反射的に辺りを見回すが、何もおかしいことは起きていない。
規則的に点在する駐車場のライトから降り注ぐ光の柱には何の変哲もない。
立っている何者かの姿が照らし出されている、ということもない。
念のため暗闇に目を凝らすと、そのはずみで鍵がポケットから落ちた。
「合鍵⑤」そう書かれたタグのくっついた、ホームセンターの事務室のシンプルな銀色の鍵だ。
私が誰かに殺されてこの鍵を奪われたとしても、他の社員のスペアであっけなく事務所の鍵は開くことだろう。
そして誰かが言うのだ。「最後にカギ閉めたの誰だっけ?」と。
私の存在なんて、シフト表の「田中」の二文字以上の実体はないんじゃないかとさえ思う。
そう言う小さなことからも、私は私としての唯一性の希薄さを見つけ出してしまう私自信が、心底嫌いなのだ。
「疲れている」の一言で片づけられてしまう些細な心象を私は頭から追い払うように、サナへと言い返した。
「私が危険って言ったの?」
無意識に、少し毒気のある言い方になっていたかもしれない。
どこか皮肉気に、私の口元は笑っていたから。
私を気遣う言葉に、体勢が取れなかっただけなのだが。
『ミユキがそう言ってたんです。今日、アガタさんを一人にしたら死んじゃうって』
「はい?私が死ぬ?どうして?」
『わからないですよ、そんなの。言い出したのはミユキだもん』
困惑したように、サナは答えた。
そりゃ、希死念慮はある。ずっとそうだ。
例えインドに行ったって、このクソみたいな世界も、クソみたいな私も、決して変わることはない。
クソみたいなキャラクターで始めたクソみたいなゲーム、エンディングに興味がないならさっさと電源を切った方がましだと、いつも思っている。
でも、それが今日だって?
再び、辺りを見回す。
静かな夜の後継はすでに落ち着きよりも先に、恐怖を感じさせる暗黒に塗り替わっていた。

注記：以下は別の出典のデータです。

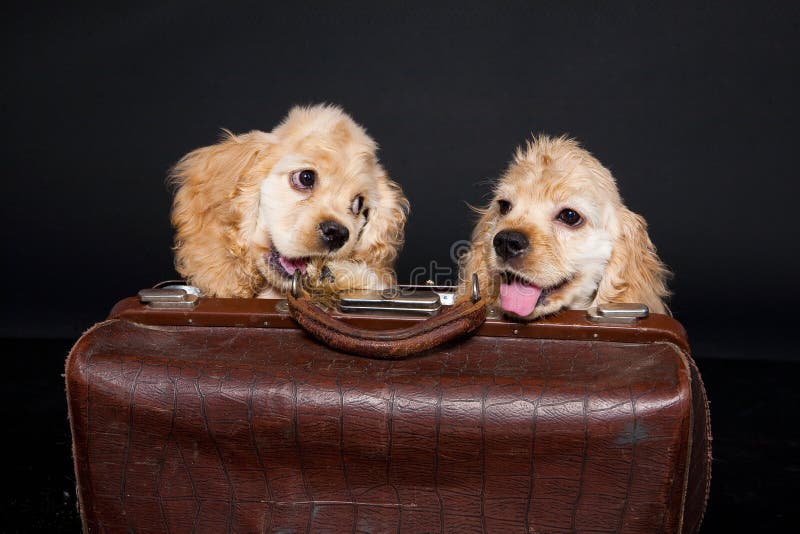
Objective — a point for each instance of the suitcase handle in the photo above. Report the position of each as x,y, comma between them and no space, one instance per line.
461,319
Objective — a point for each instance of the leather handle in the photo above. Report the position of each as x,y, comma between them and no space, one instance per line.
459,320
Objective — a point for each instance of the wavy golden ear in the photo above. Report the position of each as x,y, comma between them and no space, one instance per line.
634,272
382,238
214,214
474,260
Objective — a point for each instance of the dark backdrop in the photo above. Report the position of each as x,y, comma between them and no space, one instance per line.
692,107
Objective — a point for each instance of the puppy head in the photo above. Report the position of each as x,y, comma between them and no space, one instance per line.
255,208
557,235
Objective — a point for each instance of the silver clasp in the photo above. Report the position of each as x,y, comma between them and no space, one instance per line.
169,297
620,313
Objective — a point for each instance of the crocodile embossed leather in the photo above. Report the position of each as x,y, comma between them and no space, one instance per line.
189,421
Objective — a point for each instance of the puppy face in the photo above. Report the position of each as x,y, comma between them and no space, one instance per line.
312,189
556,235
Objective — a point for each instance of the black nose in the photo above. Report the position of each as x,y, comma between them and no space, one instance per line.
334,235
510,243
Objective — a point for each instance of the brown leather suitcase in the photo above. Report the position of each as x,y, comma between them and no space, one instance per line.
224,415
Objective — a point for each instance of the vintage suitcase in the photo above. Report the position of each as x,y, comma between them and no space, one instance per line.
224,415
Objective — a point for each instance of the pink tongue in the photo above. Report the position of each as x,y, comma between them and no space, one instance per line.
519,298
293,265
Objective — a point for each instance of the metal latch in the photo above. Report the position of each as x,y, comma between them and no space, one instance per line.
620,313
397,300
170,297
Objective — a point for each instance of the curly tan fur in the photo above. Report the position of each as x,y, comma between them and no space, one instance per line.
607,258
235,205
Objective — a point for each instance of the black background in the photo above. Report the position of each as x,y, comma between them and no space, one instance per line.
692,106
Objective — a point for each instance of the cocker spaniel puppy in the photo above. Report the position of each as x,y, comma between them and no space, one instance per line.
310,195
557,235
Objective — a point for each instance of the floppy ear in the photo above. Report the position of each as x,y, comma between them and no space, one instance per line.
214,214
474,260
634,272
382,236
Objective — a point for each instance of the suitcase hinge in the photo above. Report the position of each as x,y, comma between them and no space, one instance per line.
168,297
620,313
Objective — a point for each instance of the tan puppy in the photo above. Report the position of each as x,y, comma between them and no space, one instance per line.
556,235
253,209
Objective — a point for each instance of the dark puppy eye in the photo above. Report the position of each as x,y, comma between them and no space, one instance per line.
504,206
304,179
570,217
358,203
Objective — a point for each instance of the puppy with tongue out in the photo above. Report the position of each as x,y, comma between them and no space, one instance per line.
556,235
307,196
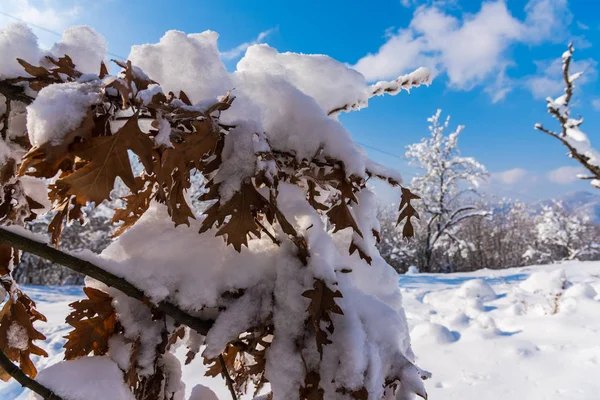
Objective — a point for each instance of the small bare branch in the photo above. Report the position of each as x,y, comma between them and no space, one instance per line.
24,380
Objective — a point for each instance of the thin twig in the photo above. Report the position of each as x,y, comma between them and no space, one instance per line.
6,118
24,380
227,377
85,267
269,234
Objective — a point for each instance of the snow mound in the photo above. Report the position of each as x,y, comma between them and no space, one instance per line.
59,109
431,334
476,289
84,45
17,40
412,270
331,83
580,291
545,282
87,378
483,326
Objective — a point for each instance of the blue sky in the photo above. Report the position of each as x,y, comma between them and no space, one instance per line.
495,63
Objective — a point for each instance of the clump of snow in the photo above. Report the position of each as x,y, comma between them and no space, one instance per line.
185,62
581,291
17,337
154,243
546,282
432,334
293,121
331,83
58,109
84,45
200,392
146,95
17,41
477,288
413,269
87,378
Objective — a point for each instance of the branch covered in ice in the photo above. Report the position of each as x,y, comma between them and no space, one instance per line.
571,136
420,76
29,245
17,374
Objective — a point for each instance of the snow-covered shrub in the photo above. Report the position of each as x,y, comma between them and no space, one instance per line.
283,286
562,235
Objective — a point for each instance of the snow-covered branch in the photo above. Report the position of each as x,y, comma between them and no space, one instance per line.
570,135
17,374
420,76
85,267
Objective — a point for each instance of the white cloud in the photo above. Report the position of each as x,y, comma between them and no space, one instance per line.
238,50
511,176
549,80
565,175
471,49
582,26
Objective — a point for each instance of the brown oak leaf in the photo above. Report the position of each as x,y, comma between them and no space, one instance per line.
17,333
322,304
108,159
94,320
407,212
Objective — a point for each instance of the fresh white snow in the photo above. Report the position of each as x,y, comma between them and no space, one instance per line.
519,333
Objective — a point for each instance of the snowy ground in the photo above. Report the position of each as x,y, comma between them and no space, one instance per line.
509,334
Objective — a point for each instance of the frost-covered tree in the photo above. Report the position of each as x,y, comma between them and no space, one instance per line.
570,134
274,280
446,188
562,235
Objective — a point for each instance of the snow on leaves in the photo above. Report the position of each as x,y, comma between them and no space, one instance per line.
94,321
407,211
114,119
322,305
17,333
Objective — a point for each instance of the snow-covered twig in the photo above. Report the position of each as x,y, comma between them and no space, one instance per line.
227,377
85,267
420,76
576,141
17,374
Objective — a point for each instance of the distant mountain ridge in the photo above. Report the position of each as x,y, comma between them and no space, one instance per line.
582,202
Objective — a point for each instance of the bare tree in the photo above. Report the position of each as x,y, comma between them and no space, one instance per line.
446,187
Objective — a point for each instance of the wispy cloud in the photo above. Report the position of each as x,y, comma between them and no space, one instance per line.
511,176
238,50
471,49
44,18
565,175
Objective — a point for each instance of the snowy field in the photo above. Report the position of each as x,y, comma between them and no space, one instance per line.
524,333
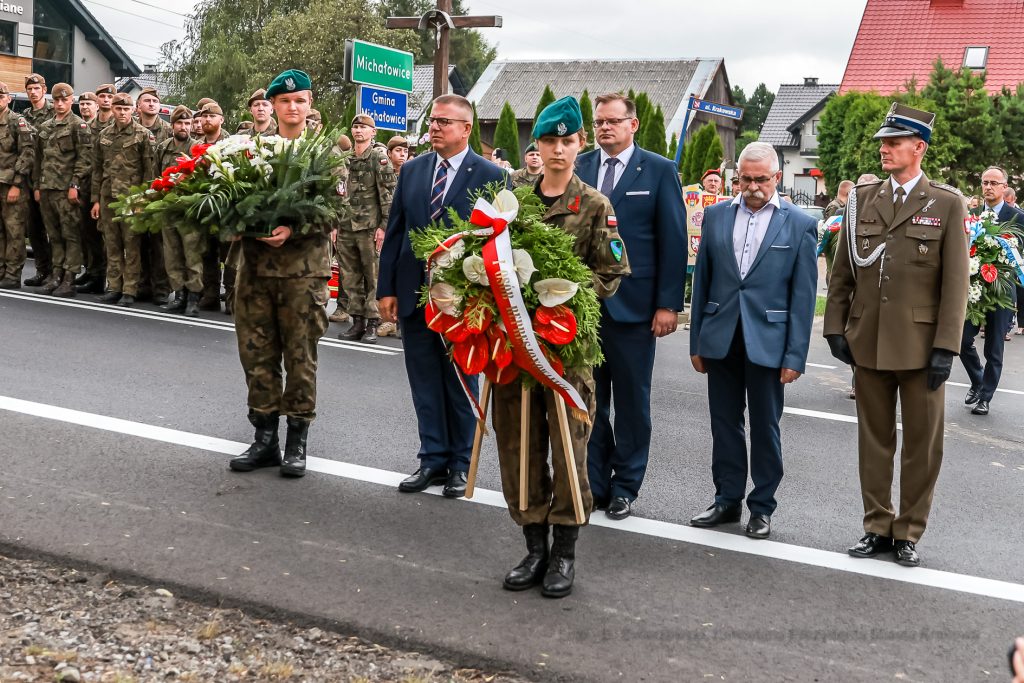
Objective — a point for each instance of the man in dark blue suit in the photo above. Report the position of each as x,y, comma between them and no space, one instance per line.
985,379
755,286
428,186
648,200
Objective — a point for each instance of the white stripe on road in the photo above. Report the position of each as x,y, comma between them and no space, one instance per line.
181,319
707,538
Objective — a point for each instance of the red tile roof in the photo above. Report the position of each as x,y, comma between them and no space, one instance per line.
901,38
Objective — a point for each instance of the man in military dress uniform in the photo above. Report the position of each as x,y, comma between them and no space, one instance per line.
64,157
41,110
896,306
371,185
123,158
16,160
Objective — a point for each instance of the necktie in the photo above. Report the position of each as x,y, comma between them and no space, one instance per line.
609,176
437,191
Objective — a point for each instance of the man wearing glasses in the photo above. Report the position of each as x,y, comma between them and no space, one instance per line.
428,186
644,189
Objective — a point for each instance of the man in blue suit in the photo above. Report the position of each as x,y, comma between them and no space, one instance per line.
755,286
648,200
985,379
428,186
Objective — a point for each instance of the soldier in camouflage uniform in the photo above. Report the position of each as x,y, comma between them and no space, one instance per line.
123,157
587,214
182,253
281,313
371,185
64,157
41,110
16,160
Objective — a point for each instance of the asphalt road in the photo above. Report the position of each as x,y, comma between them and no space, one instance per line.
654,601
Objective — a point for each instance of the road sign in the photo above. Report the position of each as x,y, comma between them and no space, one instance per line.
388,108
376,65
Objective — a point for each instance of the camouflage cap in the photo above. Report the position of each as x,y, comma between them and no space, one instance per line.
180,112
62,90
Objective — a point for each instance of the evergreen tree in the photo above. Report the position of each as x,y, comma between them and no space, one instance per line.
474,135
507,134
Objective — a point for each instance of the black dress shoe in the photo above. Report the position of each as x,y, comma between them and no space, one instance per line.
906,554
759,525
715,515
455,486
871,545
422,478
619,508
530,571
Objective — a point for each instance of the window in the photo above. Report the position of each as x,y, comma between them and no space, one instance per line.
976,58
53,47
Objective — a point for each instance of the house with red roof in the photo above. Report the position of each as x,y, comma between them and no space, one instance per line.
900,39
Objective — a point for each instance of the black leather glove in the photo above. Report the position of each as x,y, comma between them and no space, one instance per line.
940,364
840,348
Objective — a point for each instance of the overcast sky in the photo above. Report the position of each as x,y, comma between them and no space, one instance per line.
761,41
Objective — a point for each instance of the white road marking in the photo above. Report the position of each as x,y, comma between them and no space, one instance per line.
181,319
707,538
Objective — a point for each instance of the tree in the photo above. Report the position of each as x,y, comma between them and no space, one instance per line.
507,134
474,135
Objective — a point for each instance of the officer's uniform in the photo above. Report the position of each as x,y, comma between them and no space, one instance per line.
898,294
371,186
64,157
123,158
16,160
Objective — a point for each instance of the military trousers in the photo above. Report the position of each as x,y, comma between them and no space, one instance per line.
64,227
357,262
278,323
124,264
14,216
923,414
183,258
550,498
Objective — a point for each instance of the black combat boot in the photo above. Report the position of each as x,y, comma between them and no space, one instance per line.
530,571
295,447
561,568
175,303
354,333
265,451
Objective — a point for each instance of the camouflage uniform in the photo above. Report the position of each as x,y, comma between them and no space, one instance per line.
36,228
64,157
182,253
371,184
16,159
584,212
123,157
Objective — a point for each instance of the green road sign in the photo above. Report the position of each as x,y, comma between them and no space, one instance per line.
376,65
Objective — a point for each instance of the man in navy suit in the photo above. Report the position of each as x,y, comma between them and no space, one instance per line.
428,186
755,286
985,379
648,200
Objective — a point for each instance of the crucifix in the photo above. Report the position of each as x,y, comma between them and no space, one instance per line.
441,22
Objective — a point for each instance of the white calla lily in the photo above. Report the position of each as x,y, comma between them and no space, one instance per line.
475,270
555,291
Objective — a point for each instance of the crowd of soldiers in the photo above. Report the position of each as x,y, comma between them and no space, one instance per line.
59,172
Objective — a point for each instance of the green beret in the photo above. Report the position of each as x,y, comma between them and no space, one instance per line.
292,80
560,118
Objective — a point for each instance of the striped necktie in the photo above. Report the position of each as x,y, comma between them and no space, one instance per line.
437,191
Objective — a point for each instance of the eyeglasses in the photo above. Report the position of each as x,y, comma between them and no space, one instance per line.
598,123
443,123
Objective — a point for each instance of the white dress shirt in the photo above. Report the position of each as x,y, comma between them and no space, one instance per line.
624,161
454,164
749,230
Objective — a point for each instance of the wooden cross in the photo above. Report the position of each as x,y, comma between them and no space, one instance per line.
441,22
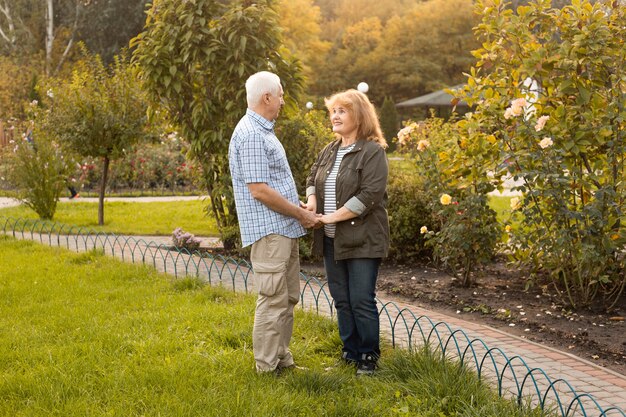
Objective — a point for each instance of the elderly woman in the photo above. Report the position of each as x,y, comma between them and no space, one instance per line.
347,186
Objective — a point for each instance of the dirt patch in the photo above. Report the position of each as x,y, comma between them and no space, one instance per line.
500,299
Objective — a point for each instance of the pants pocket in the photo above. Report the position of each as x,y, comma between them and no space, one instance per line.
270,277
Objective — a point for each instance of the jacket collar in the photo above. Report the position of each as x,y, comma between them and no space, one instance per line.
358,145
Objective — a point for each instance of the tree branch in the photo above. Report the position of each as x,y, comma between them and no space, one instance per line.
71,41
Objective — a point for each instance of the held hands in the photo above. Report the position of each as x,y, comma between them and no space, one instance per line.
309,219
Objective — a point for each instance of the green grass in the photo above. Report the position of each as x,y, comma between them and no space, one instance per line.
156,218
86,335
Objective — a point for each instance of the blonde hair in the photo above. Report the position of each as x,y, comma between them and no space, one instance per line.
362,110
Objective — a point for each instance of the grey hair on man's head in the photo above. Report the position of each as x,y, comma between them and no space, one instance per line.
259,84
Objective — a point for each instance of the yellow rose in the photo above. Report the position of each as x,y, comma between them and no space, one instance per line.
445,199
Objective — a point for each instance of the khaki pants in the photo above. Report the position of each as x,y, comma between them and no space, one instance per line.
276,263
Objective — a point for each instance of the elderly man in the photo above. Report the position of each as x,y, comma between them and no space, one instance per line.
270,219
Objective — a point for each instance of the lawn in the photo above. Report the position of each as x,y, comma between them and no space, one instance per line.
155,218
84,334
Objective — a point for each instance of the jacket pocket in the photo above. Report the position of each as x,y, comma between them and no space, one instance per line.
355,232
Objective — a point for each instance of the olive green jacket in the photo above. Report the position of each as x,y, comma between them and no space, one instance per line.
362,188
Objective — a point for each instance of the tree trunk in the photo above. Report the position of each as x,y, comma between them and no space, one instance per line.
103,184
49,34
9,36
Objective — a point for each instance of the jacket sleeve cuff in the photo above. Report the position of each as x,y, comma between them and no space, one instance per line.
355,206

ライトの光の下には何も見えないという事実が、そこ意外の暗闇に何かが居るという認識に挿げ変わり、急に怖くなってきた。
―――それは確か、ボロい布切れをまとった、骨だけの姿をしていたはずだ。
「まさか、死神」
『・・・もしかして、見ちゃったんですか?』
こういうので一発で当たることあるんだ。うわー。
サナは否定しなかったが、死神って。いや死神って。
そこはそれこそオバケとか、そういうのじゃないの?
そもそも、現実に死神なんていないに決まってるのに。
名前を書いた相手が死ぬノートでもくれるのか?
・・・もらったところで使うイメージが湧かないが。
そんなことを考えた瞬間、ジジッ、という嫌な音がした。
正面を見ると、駐車場のライトがチカチカと点滅したかと思うと、ふっと消えてしまったのだ。
で、出来すぎたタイミングだ。仕込みに決まっている。
『見ちゃったなら、すぐに忘れて下さい!』
電話で急に大声を出すもんだから、びっくりして携帯電話を落としてしまった。
それを拾おうと屈みこむと、じっとりとした嫌な汗が首筋を垂れた。
顔をもたげて、暗闇を見つめる。
いる。私を見ている何かが、間違いなくそこにいて、今目が合っている。
一時もこちらから目を離すまいとする、貪欲な視線。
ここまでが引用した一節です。